Patrick Drahi a reçu le très prestigieux prix Scopus 2015. © Le Point
Patrick Drahi a reçu le très prestigieux prix Scopus 2015. © Le Point

Il est sponsor de l’université depuis plusieurs années, ayant notamment permis le développement du laboratoire de recherche sur le cerveau du génial professeur Idan Segev. Il a également créé la fondation Lina et Patrick Drahi, qui est engagée en faveur de projets de recherches et de Moocs au sein de prestigieuses universités et grandes écoles en France, en Europe et en Israël.
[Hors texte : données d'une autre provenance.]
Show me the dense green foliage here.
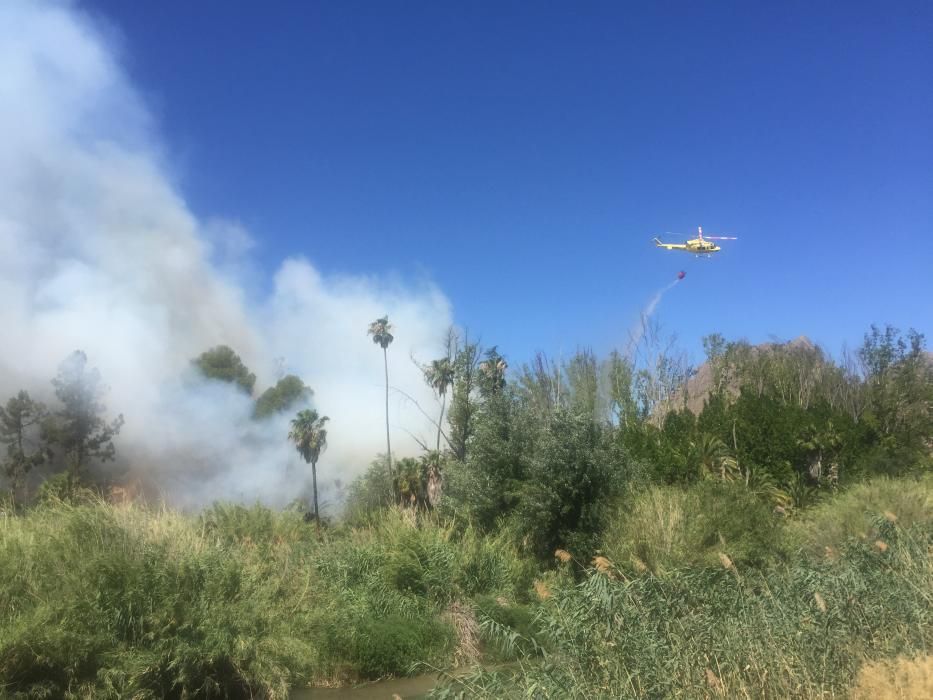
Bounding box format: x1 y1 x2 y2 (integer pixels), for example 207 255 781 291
253 374 314 419
192 345 256 395
434 518 933 698
0 318 933 698
0 501 532 698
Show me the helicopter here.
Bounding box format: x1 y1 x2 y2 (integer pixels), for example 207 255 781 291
654 226 737 257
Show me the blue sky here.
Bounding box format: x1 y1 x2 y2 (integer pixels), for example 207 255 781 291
85 0 933 360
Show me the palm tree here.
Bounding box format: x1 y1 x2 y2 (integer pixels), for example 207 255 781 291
288 408 330 524
693 433 738 481
367 316 395 476
424 357 454 455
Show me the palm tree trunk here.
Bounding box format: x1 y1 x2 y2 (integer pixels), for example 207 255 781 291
382 348 392 476
435 392 447 458
311 462 321 525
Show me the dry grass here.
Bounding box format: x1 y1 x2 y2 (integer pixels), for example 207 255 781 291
852 656 933 700
441 601 481 666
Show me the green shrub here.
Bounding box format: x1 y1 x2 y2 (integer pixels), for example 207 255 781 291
602 481 787 573
434 518 933 699
329 614 453 679
791 474 933 556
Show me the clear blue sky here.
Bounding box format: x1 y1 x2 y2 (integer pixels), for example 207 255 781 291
82 0 933 360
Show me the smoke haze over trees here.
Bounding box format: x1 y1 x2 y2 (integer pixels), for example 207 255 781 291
0 2 451 504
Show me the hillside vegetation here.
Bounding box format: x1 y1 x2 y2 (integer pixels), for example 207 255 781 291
0 318 933 698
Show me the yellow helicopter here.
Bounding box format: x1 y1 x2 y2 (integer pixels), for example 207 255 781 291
654 226 738 257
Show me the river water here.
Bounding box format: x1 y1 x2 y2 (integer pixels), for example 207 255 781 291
291 676 438 700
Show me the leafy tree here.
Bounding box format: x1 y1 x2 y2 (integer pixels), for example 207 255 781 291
858 325 933 451
563 350 604 420
288 408 330 523
605 350 640 431
478 345 509 399
0 391 49 497
253 374 314 419
192 345 256 396
511 410 620 559
366 316 395 474
44 350 123 486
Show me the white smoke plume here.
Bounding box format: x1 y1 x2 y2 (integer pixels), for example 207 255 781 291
0 0 451 505
626 278 680 357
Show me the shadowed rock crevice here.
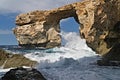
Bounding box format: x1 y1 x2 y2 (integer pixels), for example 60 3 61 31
13 0 120 60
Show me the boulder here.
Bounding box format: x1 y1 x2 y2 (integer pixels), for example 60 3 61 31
0 49 37 68
1 67 46 80
13 0 120 61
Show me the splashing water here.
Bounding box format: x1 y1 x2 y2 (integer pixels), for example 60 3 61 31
0 32 120 80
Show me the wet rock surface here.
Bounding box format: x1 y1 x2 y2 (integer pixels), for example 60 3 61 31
13 0 120 61
0 49 37 68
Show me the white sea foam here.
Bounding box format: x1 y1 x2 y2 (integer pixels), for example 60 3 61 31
0 32 120 80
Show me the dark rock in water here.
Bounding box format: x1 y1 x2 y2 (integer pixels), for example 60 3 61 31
0 49 37 68
1 67 46 80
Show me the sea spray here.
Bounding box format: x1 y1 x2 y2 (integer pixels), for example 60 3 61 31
0 32 120 80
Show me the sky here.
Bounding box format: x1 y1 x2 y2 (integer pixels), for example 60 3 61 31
0 0 80 45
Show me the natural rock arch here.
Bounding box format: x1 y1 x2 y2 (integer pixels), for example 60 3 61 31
13 0 120 61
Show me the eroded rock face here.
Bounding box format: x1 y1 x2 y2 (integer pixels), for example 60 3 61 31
13 0 120 60
0 49 37 68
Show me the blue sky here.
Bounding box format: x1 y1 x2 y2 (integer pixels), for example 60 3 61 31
0 0 80 45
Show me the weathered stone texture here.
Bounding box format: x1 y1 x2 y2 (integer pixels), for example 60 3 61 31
13 0 120 60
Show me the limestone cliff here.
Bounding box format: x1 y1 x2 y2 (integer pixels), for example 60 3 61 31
13 0 120 60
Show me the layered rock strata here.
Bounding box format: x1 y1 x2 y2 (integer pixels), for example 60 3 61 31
13 0 120 60
0 49 37 68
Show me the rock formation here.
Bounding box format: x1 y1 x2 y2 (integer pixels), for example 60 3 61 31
13 0 120 60
1 67 46 80
0 49 37 68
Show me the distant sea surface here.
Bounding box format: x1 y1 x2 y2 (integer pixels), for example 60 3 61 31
0 32 120 80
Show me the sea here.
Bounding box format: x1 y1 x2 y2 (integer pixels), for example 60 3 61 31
0 32 120 80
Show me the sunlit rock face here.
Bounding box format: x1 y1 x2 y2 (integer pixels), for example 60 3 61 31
13 0 120 60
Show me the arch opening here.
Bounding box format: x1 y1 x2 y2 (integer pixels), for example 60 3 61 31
60 17 80 46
La liste des récipiendaires de ce prix Scopus a de quoi donner le tournis : Simone Veil, Maurice Lévy, Steven Spielberg, Milton Friedman, Elie Wiesel, Bill Clinton, Bernard-Henri Lévy, Beate et Serge Klarsfeld et de nombreux autres illustres personnages.
soirée drahi
Pour assister à “sa” soirée, présentée par Colombe Shneck, agrémentée d’un dîner gastronomique casher de Yannick Alleno et arrosée d’un vin argentin (Flechas de los Andes), Patrick Drahi était venu en famille. Ses quatre enfants (deux fils et deux filles) étaient présents, ainsi que, bien sûr, sa femme Lina. Il avait également convié sa “bande”, l’équipe de direction de son groupe de télécoms Altice (Numéricable, SFR, Portugal Télécom, etc.) et ses anciens copains de promo à l’X comme Jacques Veyrat, fondateur du groupe Impala ou Michel Combes, le PDG d’Alcatel. Ses proches ont pris place au milieu d’un parterre d’invités prestigieux (il y avait environ 500 personnes) : Yossi Gal l’ambassadeur d’Israël en France, Alain Finkelkraut, Bernard Henri-Lévy, Claude Chirac, Robert Namias, Lily Safra (veuve d’Edmond Safra), Maurice Lévy, Laurent Dassault et Martine Dassault, qui est la présidente des Amis français de l’université hébraïque de Jérusalem, et on en oublie.
Lors de cette occasion particulière, Patrick Drahi, l’homme qui est brutalement passé de l’ombre à la lumière à l’occasion du rachat de SFR l’an dernier (ainsi que du rachat de Libération et du groupe L’Express-L’Expansion plus récemment), a bien été obligé de se livrer un peu. Revue de détail de ce que l’on a appris sur le très discret Patrick Drahi. Verbatim.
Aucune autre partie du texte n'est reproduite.